伸手打脸,也是个实干家。(2 / 2)
胡易弟妹送的泥人在包袱中,已经化成两坨泥。刘宁拿起:“可惜泥人恢复不了……”
秦河看不下去:“刘宁,你能捡回一条命不错了,还纠结这些身外之物做什么?”
张洲安见刘宁裤管处颜色不对,指了一指:“刘宁,你……”
刘宁顺着低头一看,心中一惊。她将宽阔的裤腿撩起,只见白如葱根的小腿上,有一道细细的裂口,正往外流着血。刘宁忙放下泥人,轻轻翻翻裂口,这伤口看着浅还有些深,她痛得哎呦一声。
张洲安看看秦河。
秦河忙转身离开:“我去寻些药过来。
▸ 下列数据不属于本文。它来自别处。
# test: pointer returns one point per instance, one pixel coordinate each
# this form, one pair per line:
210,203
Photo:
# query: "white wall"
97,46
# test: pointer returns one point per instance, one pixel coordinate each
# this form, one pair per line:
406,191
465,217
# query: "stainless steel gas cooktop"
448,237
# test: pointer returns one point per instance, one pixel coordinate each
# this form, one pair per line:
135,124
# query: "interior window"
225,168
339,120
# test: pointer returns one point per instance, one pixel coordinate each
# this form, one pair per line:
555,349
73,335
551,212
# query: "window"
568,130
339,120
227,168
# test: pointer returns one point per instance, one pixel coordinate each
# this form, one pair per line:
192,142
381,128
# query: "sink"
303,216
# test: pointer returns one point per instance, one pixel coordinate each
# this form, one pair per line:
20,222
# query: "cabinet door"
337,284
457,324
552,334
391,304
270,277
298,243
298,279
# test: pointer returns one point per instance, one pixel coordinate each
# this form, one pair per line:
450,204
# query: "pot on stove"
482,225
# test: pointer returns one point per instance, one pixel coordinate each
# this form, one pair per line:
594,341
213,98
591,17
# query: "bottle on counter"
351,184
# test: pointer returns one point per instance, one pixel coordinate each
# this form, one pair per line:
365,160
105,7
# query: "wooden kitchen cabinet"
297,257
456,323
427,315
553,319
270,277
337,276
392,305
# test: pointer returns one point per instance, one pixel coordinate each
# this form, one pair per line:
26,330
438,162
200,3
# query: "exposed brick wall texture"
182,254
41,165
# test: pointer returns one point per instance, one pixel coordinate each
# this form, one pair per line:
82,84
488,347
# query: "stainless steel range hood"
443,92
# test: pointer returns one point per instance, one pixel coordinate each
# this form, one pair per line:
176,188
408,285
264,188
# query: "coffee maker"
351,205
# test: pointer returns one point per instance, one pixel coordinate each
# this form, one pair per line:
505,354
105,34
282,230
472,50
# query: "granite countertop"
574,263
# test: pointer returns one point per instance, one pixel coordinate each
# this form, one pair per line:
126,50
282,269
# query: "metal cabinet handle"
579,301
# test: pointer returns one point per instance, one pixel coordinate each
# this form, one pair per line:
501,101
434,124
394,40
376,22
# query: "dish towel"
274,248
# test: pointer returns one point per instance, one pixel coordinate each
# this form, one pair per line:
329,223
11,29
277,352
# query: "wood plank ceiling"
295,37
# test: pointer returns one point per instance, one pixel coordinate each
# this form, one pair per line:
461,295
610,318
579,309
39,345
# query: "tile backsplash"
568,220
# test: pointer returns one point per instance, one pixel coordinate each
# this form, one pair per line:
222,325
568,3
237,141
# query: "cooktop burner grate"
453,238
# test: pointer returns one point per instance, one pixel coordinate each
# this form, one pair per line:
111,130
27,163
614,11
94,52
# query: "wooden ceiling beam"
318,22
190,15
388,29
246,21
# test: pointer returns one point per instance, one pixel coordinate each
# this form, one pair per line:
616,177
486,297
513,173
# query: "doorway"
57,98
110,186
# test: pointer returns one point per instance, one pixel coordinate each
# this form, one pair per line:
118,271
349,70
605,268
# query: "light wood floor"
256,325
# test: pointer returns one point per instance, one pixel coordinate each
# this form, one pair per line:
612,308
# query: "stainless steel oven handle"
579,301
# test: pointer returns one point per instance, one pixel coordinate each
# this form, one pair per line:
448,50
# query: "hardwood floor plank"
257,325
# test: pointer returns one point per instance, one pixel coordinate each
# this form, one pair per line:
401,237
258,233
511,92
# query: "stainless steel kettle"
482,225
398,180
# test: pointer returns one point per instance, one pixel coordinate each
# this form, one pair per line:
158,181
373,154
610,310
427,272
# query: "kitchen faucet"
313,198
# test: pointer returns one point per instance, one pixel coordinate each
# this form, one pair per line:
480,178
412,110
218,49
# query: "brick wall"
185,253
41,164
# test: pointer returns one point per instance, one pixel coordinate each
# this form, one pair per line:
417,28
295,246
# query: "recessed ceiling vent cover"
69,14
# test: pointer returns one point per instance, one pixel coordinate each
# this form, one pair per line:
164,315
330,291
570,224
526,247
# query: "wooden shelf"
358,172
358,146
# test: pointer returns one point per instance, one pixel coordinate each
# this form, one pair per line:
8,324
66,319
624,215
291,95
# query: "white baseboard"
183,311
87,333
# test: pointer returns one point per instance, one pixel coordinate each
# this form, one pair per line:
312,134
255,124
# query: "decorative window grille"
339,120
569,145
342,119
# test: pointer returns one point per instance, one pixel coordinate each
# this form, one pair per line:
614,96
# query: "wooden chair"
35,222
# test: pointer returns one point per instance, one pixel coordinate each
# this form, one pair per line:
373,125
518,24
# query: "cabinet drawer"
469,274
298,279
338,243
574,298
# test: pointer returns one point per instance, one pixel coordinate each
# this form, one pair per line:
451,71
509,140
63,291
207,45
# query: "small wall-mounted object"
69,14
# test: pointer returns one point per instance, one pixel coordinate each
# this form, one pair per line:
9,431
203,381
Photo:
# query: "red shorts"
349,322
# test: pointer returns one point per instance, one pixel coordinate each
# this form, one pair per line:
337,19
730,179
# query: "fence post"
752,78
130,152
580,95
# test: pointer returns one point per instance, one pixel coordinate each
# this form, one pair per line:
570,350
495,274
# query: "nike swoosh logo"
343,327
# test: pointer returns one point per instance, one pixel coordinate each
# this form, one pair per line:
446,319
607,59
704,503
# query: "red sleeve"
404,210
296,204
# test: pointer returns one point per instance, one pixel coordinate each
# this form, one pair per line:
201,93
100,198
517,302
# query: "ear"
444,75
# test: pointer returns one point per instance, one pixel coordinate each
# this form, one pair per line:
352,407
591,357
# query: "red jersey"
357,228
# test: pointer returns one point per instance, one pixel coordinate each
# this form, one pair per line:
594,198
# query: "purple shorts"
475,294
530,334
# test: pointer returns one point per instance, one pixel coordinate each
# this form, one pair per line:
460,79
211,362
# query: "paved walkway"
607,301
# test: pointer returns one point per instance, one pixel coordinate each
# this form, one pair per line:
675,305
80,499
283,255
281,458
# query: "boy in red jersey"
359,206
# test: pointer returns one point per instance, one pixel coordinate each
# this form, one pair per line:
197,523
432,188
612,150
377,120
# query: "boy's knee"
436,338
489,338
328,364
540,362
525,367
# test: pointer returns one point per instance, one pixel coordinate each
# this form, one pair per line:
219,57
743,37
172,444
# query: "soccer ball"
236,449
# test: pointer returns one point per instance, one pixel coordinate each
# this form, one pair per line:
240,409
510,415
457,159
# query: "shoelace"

”
想是在河中扑腾时,被尖利的石头割伤,之前刘宁心思在别处,竟然一直没有发觉。
刘宁疼痛难忍,坐到床上眼泪嘘嘘:“大人,我这是工伤,可有补贴?”张洲安语气不好:“刘宁,你是傻的吗,自己伤了都不知道?还想着钱!你再多说一字,给我出去!”
刘宁身乏体痛,被张洲安一吼心中委屈,眼泪落下:“草民知罪,求大人不要赶我走。”
张洲安无语,转头看着门口。
这秦河,去了那么久,怎么还不过来!
秦河打了盆水,提个药箱,匆匆进来。
张洲安接过药箱:“你出去备点吃的,要有糕点。”
秦河看他一眼,拱手道:“诺。”他一向来去迅疾,说话间人就不见了。
张洲安将药箱打开,放在刘宁边上:“男女有别,你自己处理。”
大人,你可以不把我当女人,刘宁到底不敢跟他开这种玩笑,吃痛处理起伤口。
伤口挺深,刘宁口中发出呲呲之声,手微微哆嗦,将伤口细细清洗消毒了一番,敷上药膏,又用纱布将伤处缠绑好。
虽表情痛哭很是狼狈,动作看着倒是清爽流畅,麻利不减半分。原来有人,不管做什么动作,都很好看。张洲安眼睛不错,看着她娴熟的操作:“刘宁,你经常受伤?”
上个世界,刘宁在山中长大,山中孩子起码的生存技能她是熟练掌握了的。被秦叔带出山后也是吃断案这碗饭,常到各种危险的地方,和各类危险的人打交道,受伤就是常事。要说处理各种外伤,刘宁自认是行家里手。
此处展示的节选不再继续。